I notice that apart from the widespread complaint that the German pilotless planes ‘seem so unnatural’ (a bomb dropped by a live airman is quite natural, apparently), some journalists are denouncing them as barbarous, inhumane, and ‘an indiscriminate attack on civilians’.
After what we have been doing to the Germans over the past two years, this seems a bit thick, but it is the normal human response to every new weapon. Poison gas, the machine-gun, the submarine, gunpowder, and even the crossbow were similarly denounced in their day. Every weapon seems unfair until you have adopted it yourself. But I would not deny that the pilotless plane, flying bomb, or whatever its correct name may be, is an exceptionally unpleasant thing, because, unlike most other projectiles, it gives you time to think. What is your first reaction when you hear that droning, zooming noise? Inevitably, it is a hope that the noise won’t stop. You want to hear the bomb pass safely overhead and die away into the distance before the engine cuts out. In other words, you are hoping that it will fall on somebody else. So also when you dodge a shell or an ordinary bomb—but in that case you have only about five seconds to take cover and no time to speculate on the bottomless selfishness of the human being.
First published in Tribune, 30 June 1944.
As a person who does electrical fitting on these things for a living (called missiles today), I can relate.

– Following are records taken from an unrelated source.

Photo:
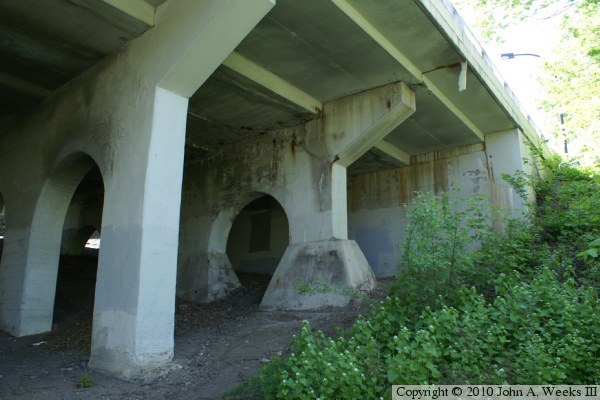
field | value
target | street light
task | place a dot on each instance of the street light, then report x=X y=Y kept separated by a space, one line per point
x=509 y=56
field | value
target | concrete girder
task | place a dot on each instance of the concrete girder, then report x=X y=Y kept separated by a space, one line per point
x=274 y=83
x=356 y=123
x=393 y=151
x=405 y=61
x=182 y=78
x=304 y=168
x=21 y=85
x=139 y=150
x=138 y=9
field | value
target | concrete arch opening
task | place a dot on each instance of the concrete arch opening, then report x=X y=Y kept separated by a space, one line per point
x=2 y=225
x=257 y=240
x=78 y=266
x=61 y=190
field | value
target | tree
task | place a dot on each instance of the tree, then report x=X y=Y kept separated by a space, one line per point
x=570 y=77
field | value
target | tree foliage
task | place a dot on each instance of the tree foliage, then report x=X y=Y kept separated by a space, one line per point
x=570 y=79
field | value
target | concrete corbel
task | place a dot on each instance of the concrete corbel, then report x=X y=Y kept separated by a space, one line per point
x=355 y=124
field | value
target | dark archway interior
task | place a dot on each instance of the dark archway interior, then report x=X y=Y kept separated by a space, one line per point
x=257 y=240
x=2 y=224
x=76 y=281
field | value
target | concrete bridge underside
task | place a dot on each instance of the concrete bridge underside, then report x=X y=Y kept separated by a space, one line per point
x=161 y=132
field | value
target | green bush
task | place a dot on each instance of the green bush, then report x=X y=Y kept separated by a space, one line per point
x=469 y=306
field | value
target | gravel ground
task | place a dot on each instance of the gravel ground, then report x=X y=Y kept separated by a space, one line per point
x=217 y=345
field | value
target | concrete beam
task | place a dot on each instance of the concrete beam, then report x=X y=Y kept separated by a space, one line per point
x=356 y=123
x=23 y=86
x=274 y=83
x=392 y=50
x=137 y=9
x=393 y=151
x=203 y=55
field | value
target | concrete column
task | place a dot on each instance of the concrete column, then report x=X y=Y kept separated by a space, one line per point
x=135 y=289
x=320 y=252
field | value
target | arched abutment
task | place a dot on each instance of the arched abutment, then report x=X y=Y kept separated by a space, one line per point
x=304 y=168
x=129 y=112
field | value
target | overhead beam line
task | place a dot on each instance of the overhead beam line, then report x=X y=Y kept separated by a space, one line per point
x=23 y=86
x=392 y=50
x=138 y=9
x=393 y=151
x=274 y=83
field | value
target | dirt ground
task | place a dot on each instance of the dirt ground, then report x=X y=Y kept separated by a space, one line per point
x=217 y=345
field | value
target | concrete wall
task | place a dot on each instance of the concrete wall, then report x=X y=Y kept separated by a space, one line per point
x=127 y=116
x=304 y=169
x=376 y=212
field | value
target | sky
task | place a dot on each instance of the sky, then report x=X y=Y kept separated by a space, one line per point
x=537 y=36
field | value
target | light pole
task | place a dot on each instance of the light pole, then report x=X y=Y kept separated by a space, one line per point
x=509 y=56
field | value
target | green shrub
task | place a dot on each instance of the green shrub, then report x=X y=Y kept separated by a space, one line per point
x=469 y=306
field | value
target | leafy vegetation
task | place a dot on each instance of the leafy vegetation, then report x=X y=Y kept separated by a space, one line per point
x=570 y=76
x=468 y=305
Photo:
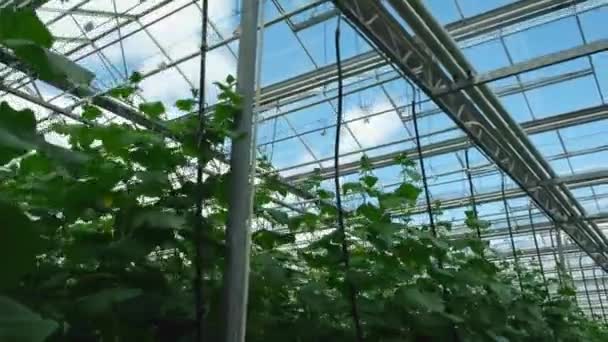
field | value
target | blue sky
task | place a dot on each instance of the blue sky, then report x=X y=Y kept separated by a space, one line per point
x=284 y=57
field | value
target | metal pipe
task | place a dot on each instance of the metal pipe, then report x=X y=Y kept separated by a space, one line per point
x=238 y=237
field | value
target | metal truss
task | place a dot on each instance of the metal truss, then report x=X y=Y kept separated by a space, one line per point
x=475 y=110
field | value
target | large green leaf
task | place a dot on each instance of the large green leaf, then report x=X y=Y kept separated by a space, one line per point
x=268 y=239
x=17 y=132
x=19 y=244
x=278 y=216
x=429 y=301
x=152 y=109
x=103 y=301
x=20 y=324
x=23 y=24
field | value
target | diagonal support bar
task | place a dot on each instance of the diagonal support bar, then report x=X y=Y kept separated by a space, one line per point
x=502 y=146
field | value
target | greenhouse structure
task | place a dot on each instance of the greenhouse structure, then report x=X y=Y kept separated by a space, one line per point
x=319 y=131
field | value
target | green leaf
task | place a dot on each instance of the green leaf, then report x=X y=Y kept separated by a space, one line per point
x=91 y=112
x=23 y=24
x=352 y=187
x=268 y=239
x=407 y=191
x=152 y=109
x=103 y=301
x=20 y=324
x=17 y=132
x=152 y=218
x=369 y=181
x=370 y=211
x=429 y=301
x=136 y=77
x=19 y=244
x=277 y=215
x=186 y=105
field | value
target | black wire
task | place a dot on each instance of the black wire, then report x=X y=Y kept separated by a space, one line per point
x=540 y=261
x=555 y=257
x=472 y=192
x=198 y=217
x=508 y=216
x=580 y=263
x=599 y=295
x=345 y=253
x=427 y=195
x=605 y=293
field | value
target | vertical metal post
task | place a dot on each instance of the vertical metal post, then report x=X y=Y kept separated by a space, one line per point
x=564 y=268
x=238 y=237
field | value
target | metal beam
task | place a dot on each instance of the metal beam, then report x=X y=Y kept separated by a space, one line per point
x=478 y=113
x=530 y=65
x=242 y=163
x=453 y=145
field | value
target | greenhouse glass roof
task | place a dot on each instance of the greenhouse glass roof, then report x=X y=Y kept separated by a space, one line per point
x=545 y=62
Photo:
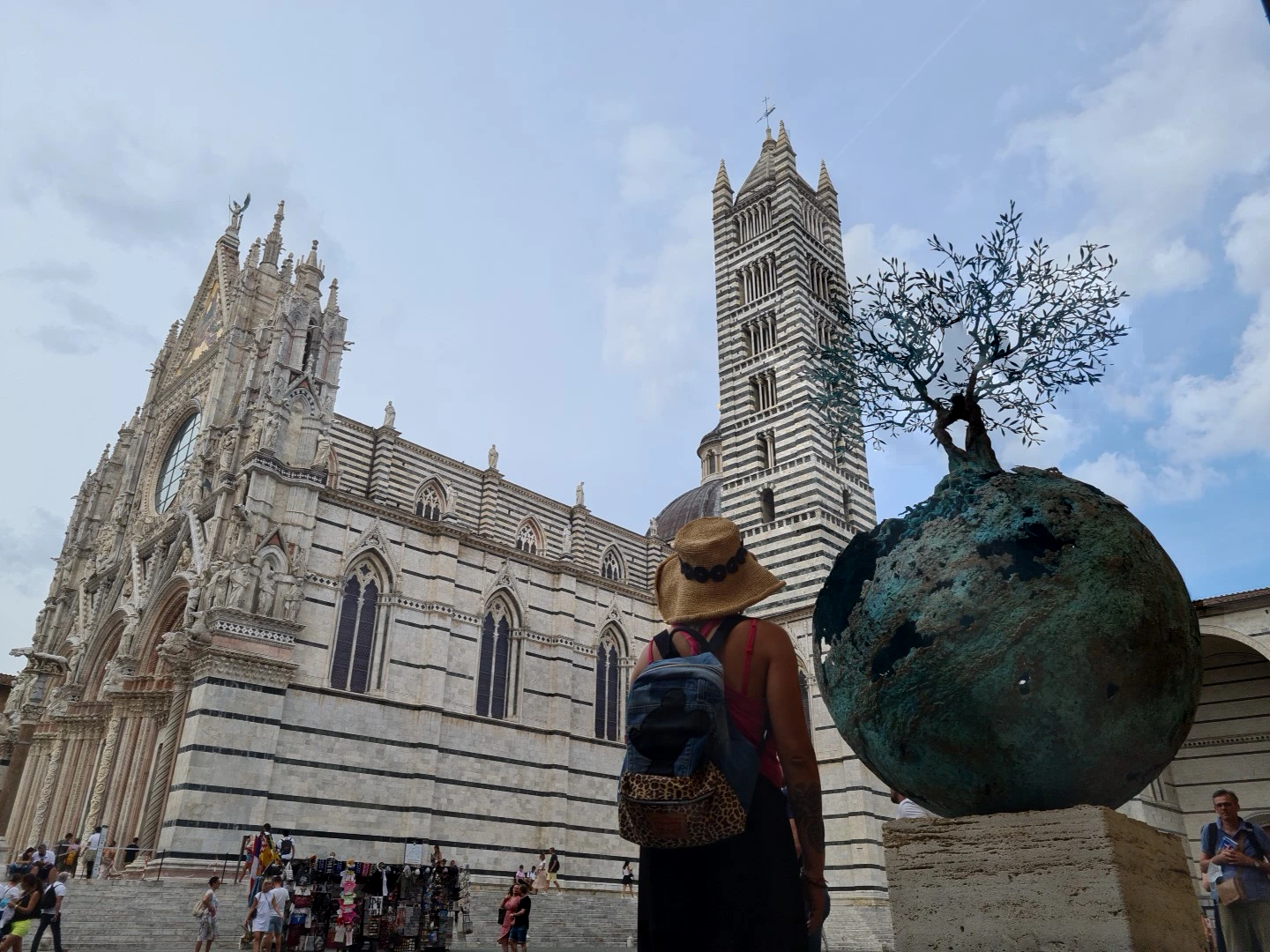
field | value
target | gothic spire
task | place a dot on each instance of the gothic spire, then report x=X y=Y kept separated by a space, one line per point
x=273 y=242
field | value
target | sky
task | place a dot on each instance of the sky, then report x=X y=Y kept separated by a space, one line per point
x=516 y=201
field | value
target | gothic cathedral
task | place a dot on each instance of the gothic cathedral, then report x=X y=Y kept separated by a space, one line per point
x=265 y=611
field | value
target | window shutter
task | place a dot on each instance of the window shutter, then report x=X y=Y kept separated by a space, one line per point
x=344 y=636
x=485 y=672
x=361 y=675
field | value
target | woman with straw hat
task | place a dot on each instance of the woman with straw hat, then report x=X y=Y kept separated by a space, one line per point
x=744 y=893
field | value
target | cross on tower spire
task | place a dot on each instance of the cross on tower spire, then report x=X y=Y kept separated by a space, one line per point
x=768 y=108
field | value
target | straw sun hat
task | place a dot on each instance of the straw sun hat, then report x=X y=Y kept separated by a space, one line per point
x=710 y=574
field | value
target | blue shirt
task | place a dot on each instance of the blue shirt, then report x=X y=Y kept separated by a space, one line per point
x=1255 y=843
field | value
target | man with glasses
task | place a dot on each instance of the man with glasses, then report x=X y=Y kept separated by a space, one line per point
x=1236 y=854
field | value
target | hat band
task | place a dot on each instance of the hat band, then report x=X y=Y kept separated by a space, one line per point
x=716 y=573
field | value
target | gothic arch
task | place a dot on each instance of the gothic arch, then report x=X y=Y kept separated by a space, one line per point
x=609 y=652
x=430 y=501
x=497 y=669
x=528 y=536
x=357 y=622
x=612 y=565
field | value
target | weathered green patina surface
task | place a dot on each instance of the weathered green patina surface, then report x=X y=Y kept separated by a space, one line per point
x=1019 y=641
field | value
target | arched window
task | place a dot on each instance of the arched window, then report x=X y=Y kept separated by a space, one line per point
x=355 y=632
x=429 y=505
x=609 y=673
x=611 y=566
x=527 y=539
x=496 y=657
x=175 y=461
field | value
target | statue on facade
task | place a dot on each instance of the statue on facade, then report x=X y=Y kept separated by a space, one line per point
x=267 y=591
x=292 y=600
x=242 y=576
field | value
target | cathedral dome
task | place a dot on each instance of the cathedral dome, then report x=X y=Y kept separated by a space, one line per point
x=698 y=502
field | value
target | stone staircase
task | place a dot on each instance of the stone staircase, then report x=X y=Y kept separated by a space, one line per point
x=135 y=915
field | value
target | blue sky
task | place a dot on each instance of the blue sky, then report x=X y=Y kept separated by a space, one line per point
x=516 y=201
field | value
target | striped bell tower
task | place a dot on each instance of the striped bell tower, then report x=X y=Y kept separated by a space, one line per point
x=794 y=490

And we do this under a constant droning, zooming noise. If you’re up in the office you’re out of the way of it a lot of the time, but on the shop floor they pipe in commercial radio wall to wall, and there is no dodging it. Many of us have convinced ourselves we enjoy it, or at least it’s helping us get through the working day. But I suspect, like me, the silent majority feel differently and are as tired as Tippi Hendren.
Only Orwell could twist avoiding a V2 into a parable!